[Wikipedia-l] Optimizing the Wiki parser

Fri Feb 8 05:32:27 UTC 2002

Hello,

During the course of our recent discussion, Jan
Hidders said:

> Have you seen the parsing code? There is nothing _very light_ about it, at
> the moment.

As soon as I had the opportunity, I located the
current Wiki parsing code

(http://cvs.sourceforge.net/cgi-bin/viewcvs.cgi/wikipedia/phpwiki/fpw/wikiPa
ge.php?rev=1.44&content-type=text/vnd.viewcvs-markup)

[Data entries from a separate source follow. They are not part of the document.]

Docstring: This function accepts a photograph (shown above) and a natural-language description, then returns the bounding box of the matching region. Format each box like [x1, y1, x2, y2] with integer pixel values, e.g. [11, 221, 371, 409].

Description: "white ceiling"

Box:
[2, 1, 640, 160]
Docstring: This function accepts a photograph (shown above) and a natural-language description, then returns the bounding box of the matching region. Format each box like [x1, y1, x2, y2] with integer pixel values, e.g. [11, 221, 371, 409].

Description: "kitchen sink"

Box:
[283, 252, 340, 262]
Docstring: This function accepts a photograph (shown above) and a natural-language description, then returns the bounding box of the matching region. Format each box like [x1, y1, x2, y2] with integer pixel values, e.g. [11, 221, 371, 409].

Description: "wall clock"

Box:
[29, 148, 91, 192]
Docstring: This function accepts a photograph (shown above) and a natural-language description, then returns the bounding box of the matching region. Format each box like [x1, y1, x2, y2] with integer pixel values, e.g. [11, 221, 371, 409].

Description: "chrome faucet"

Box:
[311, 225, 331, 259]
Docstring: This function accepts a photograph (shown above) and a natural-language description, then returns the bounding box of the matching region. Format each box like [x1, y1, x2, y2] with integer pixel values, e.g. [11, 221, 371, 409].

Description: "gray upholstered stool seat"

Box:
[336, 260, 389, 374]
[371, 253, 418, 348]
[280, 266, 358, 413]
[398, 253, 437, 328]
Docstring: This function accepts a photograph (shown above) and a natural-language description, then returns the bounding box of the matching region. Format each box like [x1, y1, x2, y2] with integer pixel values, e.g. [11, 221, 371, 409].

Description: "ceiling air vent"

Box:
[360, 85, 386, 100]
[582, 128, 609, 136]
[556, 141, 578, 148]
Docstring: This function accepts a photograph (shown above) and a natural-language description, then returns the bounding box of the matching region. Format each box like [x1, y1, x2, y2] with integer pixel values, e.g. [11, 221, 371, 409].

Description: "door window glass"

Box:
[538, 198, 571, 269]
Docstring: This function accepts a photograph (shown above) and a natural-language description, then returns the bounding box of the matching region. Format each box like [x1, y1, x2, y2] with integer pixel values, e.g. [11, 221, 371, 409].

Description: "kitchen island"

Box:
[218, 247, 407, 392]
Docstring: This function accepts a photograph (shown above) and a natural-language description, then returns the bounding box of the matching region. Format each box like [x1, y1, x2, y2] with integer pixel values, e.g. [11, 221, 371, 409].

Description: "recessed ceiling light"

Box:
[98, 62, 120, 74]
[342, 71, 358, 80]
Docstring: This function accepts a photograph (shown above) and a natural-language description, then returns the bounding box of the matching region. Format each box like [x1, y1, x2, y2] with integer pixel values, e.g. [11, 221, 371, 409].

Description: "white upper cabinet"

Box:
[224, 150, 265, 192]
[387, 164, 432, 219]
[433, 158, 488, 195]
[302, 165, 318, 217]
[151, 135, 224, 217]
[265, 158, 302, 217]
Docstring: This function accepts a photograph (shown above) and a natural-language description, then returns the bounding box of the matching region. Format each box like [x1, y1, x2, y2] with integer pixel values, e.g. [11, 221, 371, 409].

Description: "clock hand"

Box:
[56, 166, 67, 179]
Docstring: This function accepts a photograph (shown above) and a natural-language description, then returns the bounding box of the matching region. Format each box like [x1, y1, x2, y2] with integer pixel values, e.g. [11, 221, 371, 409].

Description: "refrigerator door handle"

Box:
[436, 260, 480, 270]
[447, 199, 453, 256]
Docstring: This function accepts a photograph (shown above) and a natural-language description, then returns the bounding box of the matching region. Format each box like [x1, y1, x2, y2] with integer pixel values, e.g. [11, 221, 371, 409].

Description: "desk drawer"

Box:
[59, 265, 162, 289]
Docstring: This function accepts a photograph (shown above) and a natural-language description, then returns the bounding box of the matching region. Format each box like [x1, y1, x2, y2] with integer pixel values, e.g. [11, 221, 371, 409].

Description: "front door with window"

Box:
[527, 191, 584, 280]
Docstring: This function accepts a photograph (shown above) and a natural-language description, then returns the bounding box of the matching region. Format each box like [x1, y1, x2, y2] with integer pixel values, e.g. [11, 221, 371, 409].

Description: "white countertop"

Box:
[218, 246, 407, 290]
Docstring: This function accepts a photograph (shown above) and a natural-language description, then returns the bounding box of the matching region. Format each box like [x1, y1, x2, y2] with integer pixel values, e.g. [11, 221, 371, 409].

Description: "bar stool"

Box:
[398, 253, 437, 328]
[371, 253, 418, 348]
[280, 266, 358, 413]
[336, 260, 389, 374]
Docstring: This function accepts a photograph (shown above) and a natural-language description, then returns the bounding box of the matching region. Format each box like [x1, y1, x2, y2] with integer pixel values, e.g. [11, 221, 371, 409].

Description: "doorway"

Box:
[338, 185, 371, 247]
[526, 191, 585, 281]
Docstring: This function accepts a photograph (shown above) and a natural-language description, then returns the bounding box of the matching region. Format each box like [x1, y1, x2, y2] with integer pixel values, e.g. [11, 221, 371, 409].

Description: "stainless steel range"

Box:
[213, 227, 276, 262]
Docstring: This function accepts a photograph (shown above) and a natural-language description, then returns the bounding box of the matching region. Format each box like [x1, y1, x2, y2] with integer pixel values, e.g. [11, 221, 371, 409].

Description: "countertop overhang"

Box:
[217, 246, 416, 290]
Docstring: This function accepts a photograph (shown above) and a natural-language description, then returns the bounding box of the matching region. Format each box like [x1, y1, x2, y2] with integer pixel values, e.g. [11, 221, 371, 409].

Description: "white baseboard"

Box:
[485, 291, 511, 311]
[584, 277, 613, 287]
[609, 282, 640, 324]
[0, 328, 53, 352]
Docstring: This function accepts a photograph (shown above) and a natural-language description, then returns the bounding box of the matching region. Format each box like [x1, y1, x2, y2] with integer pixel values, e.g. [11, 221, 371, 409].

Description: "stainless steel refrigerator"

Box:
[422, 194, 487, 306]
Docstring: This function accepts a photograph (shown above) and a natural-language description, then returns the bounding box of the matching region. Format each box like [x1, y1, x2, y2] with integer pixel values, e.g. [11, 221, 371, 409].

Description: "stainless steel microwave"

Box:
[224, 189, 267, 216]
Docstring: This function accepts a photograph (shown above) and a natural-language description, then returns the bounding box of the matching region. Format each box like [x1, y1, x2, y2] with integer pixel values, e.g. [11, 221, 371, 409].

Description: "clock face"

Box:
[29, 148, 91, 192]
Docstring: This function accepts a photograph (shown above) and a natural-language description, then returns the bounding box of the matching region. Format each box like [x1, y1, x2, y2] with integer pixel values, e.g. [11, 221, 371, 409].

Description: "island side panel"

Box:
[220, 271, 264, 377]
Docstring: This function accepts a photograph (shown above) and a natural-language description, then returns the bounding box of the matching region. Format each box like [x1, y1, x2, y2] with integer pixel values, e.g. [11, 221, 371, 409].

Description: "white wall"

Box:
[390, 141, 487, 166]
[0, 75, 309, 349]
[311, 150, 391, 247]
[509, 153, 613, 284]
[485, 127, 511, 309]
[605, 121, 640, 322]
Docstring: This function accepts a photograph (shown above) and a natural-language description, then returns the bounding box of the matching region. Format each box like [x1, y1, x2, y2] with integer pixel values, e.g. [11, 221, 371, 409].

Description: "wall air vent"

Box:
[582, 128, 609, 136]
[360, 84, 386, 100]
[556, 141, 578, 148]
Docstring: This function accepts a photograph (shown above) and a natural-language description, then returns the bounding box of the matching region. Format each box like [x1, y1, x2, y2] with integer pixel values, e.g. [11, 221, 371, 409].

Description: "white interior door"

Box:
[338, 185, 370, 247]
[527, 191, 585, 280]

It occured to me that while the current code is fine
as an initial version, it should be optimized if we
expect the Wikipedia traffic to grow significantly,
since using PHP regular expressions and string
management functions to process the markup is
inefficient.

The obvious solution would be to write a "real"
one-pass parser. Doing this stand-alone (or as CGI)
would be quickest using C; I do not know whether an
efficient solution exsits using PHP considering the
way strings are implemented in it. However,
executing C code from PHP is complicated in its
own right (UNIX pipes being the simplest solution,
in my opinion).

I could try to re-write the parser in either PHP
or C, but I wanted to ask first the members of
what do they think of the subject (the extent
to which the code can be optimized, which
language to choose, in what technique should the
parser be written, which Wiki syntax changes
should be made, etc.).

Sincerely yours,
                        Uri Yanover